Wir ändern daher einfach den Modus der Gruppe „Farbig abwedeln“ auf „Normal“, speichern dieses Ergebnis in der Zwischenablage und maskieren damit eine Kopie unserer Originalebene. Anschließend wir der Modus der Gruppe wieder auf „Farbig abwedeln“ gestellt.

Der Stapel sieht nun so aus: Stapel 2
Und das Bild so: Stapel 2 Bild

Schon gar nicht mal so schlecht, oder :-)?
Aber wir können das Ergebnis noch immer ein wenig verbessern, indem wir die leichten Halos um unser Modell ein wenig abmildern.
Dafür empfiehlt sich der Hochpass-Filter auf der MIN und MAX Ebene im Modus „Weiches Licht“ bei einem Radius, der gleich dem Originalradius für den Minimum/Maximum Filter ist.

Der Stapel sieht nun so aus: Stapel 3
Und das Bild so: Stapel 3 Bild

Zum Abschluss noch einmal das Bild im Vorher-Nachher-Vergleich: VorherNachher

Natürlich kann man das ganze auch in einer Aktion aufzeichnen, um sich die Sache zu beschleunigen: Lokale Auto-Tonwertkorrektur (bei Problemen: Rechtsklick, „Speichern unter“).
Die Aktion ist im Ablauf noch ein wenig optimiert, bringt aber fast identische Ergebnisse und funktioniert einiges schneller.
Zudem wird in einem Graustufen-Smart Objekt gearbeitet, da diese Aktion eigentlich immer die Farben zerstört und wir so die Berechnungszeit um 200% erhöhen können :-).
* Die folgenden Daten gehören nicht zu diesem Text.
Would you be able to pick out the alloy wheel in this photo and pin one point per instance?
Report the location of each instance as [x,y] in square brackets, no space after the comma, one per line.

Die PSD-Datei zum Mitarbeiten (da ich weiß, dass die Technik heute recht komplex ist), könnt ihr euch hier herunter laden: Lokale Auto-Tonwertkorrektur

Jetzt wünsche ich euch aber viel Spaß mit der Methode, passt aber auf, dass ihr es nicht übertreibt, denn zu viel Kontrast kann ein Bild auch zerstören!